Recently I visited the City of Arusha-Tanzania in quest to tell impact stories for persons with Epilepsy. I immediately noticed the change of weather which was always misty and very cold. When I met with my first Epilepsy support group of the day, I could not help but share my struggles keeping up with the cold when it seemed normal to my new found friends. In the middle of sharing my experience a question from one of the group members popped…

“Is it possible that weather could affect a person with epilepsy, maybe bring on more seizures? My daughter who has autism and epilepsy will all of a sudden start having more seizures when it either becomes damp, sticky, foggy or just extremely hot out! Lately when it's misty out she's having lots of them, am I dreaming or is it possible the weather can affect her seizure?”

Most epileptic seizures occur unexpectedly and independently of known risk factors. There are many risk factors identified, and we also call them triggers. People with epilepsy report weather to be a major risk factor for epileptic seizures. What triggers one person’s seizures might not affect someone else with epilepsy in the same way. For some people, knowing their seizure triggers, means they may be able to avoid them and lessen the risk of having a seizure.

Sometimes, people report seizures due to changes in weather (or environment). For instance, if a person enters a hot environment from a cold environment this could potentially trigger a seizure; however, the opposite remains true as well.

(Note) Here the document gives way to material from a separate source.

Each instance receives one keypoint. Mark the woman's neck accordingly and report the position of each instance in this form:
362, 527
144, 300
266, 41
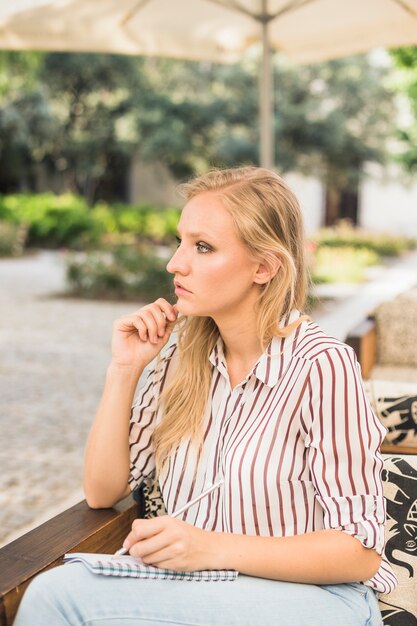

If you think your seizures may be weather related

What you can do:

  • Keep a diary of seizures; when they occur and the circumstances in which they occur. Patterns can emerge for some people. This may take months to recognize, particularly if they are associated with weather changes.
  • If you think your seizures are weather related, look at adjusting your environment at home (and preferably work) so you are less likely to have a seizure. This may even mean getting an air conditioner for your bedroom.
  • A domestic weather station (they vary considerably in price) may be worth considering so you can record the conditions on the days you have seizures to see if there are patterns.
  • Take precautions in unfavorable weather conditions for you.
  • Many people with epilepsy find that their seizures are triggered by various things, including temperature or barometric changes, certain lights and sounds, hormones and even sleep. Regardless of the cause, if heat is a seizure trigger for you, use caution in hot weather to reduce your risk of seizures.